Dr Amit Kotecha’s session “Intramucosal implants: consent and case planning” discussed using thin dental implants which allow space for soft tissue, like the Prama implant from Sweden & Martina. Amit highlighted that patients are paying for their improved smile, and restored dignity, so it’s important to choose a predictable treatment approach. Further to this, he discussed the importance of taking complete, accurate, and contemporaneous notes, ensuring that you offer patients all of the available options, even if it means referring them to another professional. He discussed disclosing the risks of doing nothing for a patient with tooth loss – sharing that he shows his patients images of bone loss, to ensure they get a true visual understanding of the consequences. Amit highlighted that timing is everything when providing dental implants as, if treatment is provided prior to structure loss, the patient journey is far easier. In terms of alternative treatment options, it’s important to explain to patients that dentures compress the soft tissue, eventually leading to bone loss due to reduced blood flow. Amit also commented that, while implants are often advertised as having a life of 10-12 years, results can be better than this. He showed a case example of an all-on-6 which lasted 26 years with no problems. The patient described the result as a miracle.

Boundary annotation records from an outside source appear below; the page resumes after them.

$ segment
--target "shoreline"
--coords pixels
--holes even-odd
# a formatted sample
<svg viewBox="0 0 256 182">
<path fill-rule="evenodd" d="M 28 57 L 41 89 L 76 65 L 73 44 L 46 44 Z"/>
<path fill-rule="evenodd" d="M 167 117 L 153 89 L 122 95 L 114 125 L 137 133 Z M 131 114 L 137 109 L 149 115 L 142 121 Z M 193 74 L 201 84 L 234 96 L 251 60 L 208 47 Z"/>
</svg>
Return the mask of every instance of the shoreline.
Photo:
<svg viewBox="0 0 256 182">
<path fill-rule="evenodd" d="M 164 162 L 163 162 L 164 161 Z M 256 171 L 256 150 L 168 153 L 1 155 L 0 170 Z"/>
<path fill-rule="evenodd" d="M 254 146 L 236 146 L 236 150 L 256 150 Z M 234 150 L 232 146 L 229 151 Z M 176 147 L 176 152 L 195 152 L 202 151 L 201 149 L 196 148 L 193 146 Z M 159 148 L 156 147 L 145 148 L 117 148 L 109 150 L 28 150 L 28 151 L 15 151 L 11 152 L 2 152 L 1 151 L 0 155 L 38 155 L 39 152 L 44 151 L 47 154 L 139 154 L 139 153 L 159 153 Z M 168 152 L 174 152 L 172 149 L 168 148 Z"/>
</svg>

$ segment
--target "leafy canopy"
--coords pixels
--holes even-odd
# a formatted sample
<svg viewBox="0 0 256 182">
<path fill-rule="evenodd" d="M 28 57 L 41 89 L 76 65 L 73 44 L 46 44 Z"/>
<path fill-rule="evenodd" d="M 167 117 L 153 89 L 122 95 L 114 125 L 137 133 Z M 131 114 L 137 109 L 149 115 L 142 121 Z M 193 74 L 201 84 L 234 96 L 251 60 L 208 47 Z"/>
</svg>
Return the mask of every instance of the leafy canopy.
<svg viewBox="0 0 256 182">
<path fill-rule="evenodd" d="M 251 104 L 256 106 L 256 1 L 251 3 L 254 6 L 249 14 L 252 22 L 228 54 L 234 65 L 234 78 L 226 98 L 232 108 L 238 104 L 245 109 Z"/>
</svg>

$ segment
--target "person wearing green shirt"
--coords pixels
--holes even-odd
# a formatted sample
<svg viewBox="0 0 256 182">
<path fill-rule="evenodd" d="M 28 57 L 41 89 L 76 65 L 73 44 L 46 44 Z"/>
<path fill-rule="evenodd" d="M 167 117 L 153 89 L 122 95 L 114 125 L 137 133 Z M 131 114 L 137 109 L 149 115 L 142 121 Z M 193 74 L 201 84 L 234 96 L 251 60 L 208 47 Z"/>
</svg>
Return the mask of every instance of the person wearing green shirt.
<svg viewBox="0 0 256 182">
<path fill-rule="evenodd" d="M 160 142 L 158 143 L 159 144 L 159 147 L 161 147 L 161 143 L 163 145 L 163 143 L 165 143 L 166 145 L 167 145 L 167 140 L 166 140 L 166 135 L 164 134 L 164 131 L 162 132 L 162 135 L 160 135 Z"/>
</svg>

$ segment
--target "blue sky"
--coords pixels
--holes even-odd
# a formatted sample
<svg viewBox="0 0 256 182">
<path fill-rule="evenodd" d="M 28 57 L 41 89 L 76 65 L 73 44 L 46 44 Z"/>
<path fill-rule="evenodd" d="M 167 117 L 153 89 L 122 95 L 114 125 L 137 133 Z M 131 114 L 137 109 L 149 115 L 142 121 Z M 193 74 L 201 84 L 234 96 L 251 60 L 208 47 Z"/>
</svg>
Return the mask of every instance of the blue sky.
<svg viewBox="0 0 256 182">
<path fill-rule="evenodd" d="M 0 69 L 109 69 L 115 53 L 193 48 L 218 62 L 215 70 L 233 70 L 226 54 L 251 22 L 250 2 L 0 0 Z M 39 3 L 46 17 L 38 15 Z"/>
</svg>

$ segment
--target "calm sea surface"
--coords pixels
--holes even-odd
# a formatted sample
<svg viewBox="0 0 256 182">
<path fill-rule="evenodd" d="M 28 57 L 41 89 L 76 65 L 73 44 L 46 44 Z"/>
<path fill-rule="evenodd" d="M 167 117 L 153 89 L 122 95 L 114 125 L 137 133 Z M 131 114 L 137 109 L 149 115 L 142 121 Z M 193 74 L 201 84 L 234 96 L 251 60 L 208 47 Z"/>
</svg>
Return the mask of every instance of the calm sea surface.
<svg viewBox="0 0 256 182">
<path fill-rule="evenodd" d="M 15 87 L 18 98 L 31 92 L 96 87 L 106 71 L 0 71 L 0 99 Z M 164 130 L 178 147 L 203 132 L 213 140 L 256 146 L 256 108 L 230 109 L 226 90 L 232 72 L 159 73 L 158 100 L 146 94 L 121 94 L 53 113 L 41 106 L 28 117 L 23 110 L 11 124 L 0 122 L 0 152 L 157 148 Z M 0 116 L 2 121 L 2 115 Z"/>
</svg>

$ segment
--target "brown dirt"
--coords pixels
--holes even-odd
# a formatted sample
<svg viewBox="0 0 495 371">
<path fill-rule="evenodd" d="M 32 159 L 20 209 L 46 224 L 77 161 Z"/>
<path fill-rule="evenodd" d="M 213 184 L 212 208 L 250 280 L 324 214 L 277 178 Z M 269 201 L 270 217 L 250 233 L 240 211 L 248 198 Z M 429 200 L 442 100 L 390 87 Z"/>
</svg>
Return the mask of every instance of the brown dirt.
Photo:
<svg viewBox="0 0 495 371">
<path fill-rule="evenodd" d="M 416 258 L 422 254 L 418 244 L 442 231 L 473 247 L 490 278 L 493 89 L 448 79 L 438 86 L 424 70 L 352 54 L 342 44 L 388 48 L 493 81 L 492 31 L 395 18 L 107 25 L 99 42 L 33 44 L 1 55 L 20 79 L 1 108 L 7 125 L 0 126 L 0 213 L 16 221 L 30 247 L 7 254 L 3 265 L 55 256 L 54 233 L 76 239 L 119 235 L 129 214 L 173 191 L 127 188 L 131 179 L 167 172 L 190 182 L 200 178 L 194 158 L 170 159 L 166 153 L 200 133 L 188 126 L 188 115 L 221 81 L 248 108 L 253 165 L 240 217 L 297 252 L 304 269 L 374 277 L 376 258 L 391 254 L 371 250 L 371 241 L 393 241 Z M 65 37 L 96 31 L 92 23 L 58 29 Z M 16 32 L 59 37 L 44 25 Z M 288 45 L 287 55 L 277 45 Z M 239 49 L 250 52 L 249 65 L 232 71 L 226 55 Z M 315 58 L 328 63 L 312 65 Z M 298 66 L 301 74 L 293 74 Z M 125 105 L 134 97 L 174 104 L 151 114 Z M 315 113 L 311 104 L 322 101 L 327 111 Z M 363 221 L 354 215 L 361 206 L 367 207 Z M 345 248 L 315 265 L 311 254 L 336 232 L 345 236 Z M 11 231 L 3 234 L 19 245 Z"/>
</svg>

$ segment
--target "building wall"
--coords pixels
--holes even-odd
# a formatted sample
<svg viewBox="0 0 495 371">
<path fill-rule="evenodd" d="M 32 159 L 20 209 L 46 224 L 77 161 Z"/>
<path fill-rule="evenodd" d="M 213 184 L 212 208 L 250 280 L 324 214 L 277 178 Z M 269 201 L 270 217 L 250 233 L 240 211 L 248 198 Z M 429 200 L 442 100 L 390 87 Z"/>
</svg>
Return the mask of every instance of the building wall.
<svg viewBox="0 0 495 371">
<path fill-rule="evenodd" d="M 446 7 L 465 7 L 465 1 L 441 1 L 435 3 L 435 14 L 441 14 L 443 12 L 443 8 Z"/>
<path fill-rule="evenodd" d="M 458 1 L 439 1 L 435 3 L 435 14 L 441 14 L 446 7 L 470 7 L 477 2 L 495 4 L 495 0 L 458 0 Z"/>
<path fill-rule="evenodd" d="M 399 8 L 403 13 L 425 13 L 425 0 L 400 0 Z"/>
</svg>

Dr Kevin Allanam from Prodental was among the audience for the lecture, about which they commented:

“Amit described his cases well. I will use all of the important information I have learnt in this lecture, and I would highly recommend attending BDIA Dental Showcase.”


Digital implant workflows

Dr Douglas Watt discussed the benefits of a digital workflow in his session “Digital implant retained dentures”. Doug explored the relationship between traditional and digital workflows in a world where, often, everything is intraoral scanner based. He highlighted that, in cases where a traditional impression is taken, the workflow can still be digitised, by scanning the impression itself. A digital workflow means that dental professionals don’t need to re-do anything should a denture need remaking for any reason. Doug described his digital workflow and decision making, including his preference for milling over 3D printing, and the use of a surgical guide for every procedure to ensure predictability.


Minimally invasive approaches

In his session “Minimally invasive implant dentistry” Henri Diederich discussed the importance of changing the implants for the anatomy rather than changing the anatomy for the implants. Focusing particularly on patients who have limited bone, Henri highlighted the use of zygomatic implants, and thin paranasal implants. When patients have a very narrow crest, using thin implants can help to avoid bone grafting/ridge splitting, and cause less damage. Henri went on to explain the Bone Truss Bridge (BTB) concept. The technique uses more implants for improved outcomes. Henri talked through several cases which included younger patients between 40 and 60 who were looking for long-term solutions.

In attendance at Henri’s session, Dr Anusha Rudresh from Alliance Dental commented:

“My participation in the lecture gave me various different approaches to treatment planning that can help me when explaining to patients.”